Tarihin ilk dönemlerinden beri doğa ile iç içe bir hayat yaşayan Türklerin günlük hayatlarında ve folklorunda hayvanlar çeşitli şekillerde yer bulmuştur. Yaradılış mitinden, destanlara ve efsanelere, masallara birçok edebi metinde ve halk hekimliğinden halk baytarlığına birçok yerde hayatın kaçınılmazları arasına girerek bir kült haline dönüşmüştür (Alptekin ve Alptekin, 2017: 2010). “Mesela, at motifi evrensel, ‘Kırat’ motifi Türk destanlarına özgüdür. Akıllı ve kurnaz çocuk motifi evrensel, ‘Keloğlan’ motifi Türk masallarına özgüdür. Cengâver kız motifi evrensel, ‘Arabüzengi’ Türk halk hikâyelerine özgüdür. Kurt motifi evrensel, ‘Bozkurt’ motifi Türk kök efsaneleri ve destanlarına özgüdür.” (Aslan, 2010: 87).
Kurt, daha doğrusu bozkurt, tüm Türkler için kutsal bir varlıktır. Kurt, tarih öncesi devirlerde Türklerin totemi olmuştur (Köprülü, 1981: 57-58; İnan, 1987: 57; Banarlı, 1971: 32; Ögel, 2003/I: 111; Roux, 2005: 300-3002). Hatta Oğuzlar, bu varlığa eski dönemlerde böri derken onu bir “tabu” haline getirmiş ve kurt adını vermişlerdir

 (Roux, 2005: 300). Türklerde, köken miti ile ilgili hiç şüphesiz en fazla anlatı kurttan türeyişle ilgilidir. Türkler arasında kurttan türeyiş ve ata kurt etrafında oluşan birçok efsane vardır. Türk Destanlarında hem dişi kurttan hem de erkek kurttan türeme motifiyle karşılaşılmaktadır. Bu konuda birkaç örnek verilebilir

Kurttan türeyiş yani “kurt ata” ile ilgili ilk efsaneye MÖ II. yüzyılda Çin kaynaklarında rastlanmaktadır. Hun-Çin savaşlarını anlatan Çince bir yıllıkta kurt tarafından emzirilen bir çocuğun efsanesi anlatılmaktadır. Mitolojik anlatı kısaca şöyledir: Vusunlar’la Ta-yu-çu’lar arasında çıkan savaşta tüm Vusunlar öldürülür. Sadece Vusun hakanının yeni doğan oğlu öldürülmez. Onun da kollarını ve bacaklarını keserek sazlığa atarlar. Dişi bir kurt gelerek çocuğu emzirir. Bu durumdan haberdar olan Hun hakanı, çocuğun kutsal bir kişi olduğunu düşünerek yanına alır ve büyütür. Çocuk büyüyünce de onu ordusunun başına geçirir (Ögel, 2003/I: 14; Roux, 2005: 301)

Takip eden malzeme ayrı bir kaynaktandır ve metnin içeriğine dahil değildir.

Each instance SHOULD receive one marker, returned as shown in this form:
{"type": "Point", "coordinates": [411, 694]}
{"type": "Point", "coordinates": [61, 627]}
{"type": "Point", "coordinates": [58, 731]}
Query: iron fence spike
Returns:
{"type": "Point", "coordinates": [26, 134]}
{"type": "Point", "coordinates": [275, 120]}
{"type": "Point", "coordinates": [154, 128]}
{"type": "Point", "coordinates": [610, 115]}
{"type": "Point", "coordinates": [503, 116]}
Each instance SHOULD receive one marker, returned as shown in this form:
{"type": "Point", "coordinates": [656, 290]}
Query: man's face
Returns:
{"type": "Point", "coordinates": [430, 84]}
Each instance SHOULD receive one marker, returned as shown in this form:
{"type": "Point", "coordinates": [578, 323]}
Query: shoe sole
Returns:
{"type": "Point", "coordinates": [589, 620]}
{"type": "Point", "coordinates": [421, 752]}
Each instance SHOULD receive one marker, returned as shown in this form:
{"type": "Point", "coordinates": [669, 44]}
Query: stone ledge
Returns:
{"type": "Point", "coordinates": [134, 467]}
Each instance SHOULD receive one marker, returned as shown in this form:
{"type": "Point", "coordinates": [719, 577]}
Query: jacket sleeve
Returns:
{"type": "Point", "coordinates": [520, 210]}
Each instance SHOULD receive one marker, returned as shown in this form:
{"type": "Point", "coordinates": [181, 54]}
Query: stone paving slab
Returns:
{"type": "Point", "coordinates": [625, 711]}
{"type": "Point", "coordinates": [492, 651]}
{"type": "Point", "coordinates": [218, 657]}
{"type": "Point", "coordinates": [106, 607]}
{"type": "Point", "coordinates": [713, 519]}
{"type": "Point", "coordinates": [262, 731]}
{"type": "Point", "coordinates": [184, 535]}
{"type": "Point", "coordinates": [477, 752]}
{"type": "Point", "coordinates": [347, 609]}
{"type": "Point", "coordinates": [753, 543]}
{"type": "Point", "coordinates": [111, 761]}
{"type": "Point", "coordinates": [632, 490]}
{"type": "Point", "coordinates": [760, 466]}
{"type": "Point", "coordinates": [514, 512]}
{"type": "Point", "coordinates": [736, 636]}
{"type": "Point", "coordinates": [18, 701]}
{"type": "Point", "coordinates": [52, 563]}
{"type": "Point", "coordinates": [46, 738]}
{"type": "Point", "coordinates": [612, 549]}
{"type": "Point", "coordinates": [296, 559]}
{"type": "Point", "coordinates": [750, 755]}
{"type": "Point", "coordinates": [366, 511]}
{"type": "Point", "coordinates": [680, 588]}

Yukarıda anlatılan efsanede dişi bir kurt tarafından beslenme ve korunma motifi görülmektedir. Bu anlatıda kahramana yardım eden kurt dişidir. İkinci efsanede ise erkek bir kurttan türeme motifiyle karşılaşılmaktadır. Çinlilerin Kao-çı olarak adlandırdıkları Kagnılı Türk boyunun ortaya çıkış serüvenini anlatan destan kısaca şöyledir:

“Koa-çı Kağanının iki kızı vardır. Bu kızlar çok güzel, akıllı ve iyilermiş. Kağan kızlarını insanlarla evlendirilmeye razı olmamış. Kızlarının ancak Tanrı’yla evlenebileceğini söylemiş. Böyle düşünen Kağan, kızlarını bir dağın tepesine bırakmış. Uzun bir bekleyişten sonra yaşlı ve ihtiyar bir kurt ortaya çıkmış. Kızların küçüğü “İşte bu Tanrıdır.” diyerek kutla evlenmiş. Kagnılı halkı, bu hükümdarın kızıyla kurttan türemiş.” (Ögel 2003/I: 17-18). Yukarıda anlattığımız erkek kurttan türeme efsanenin çeşitli varyantları Türk boylarının arasında oldukça yaygın bir şekilde anlatılmaktadır (Eberhard, 1942: 72-73).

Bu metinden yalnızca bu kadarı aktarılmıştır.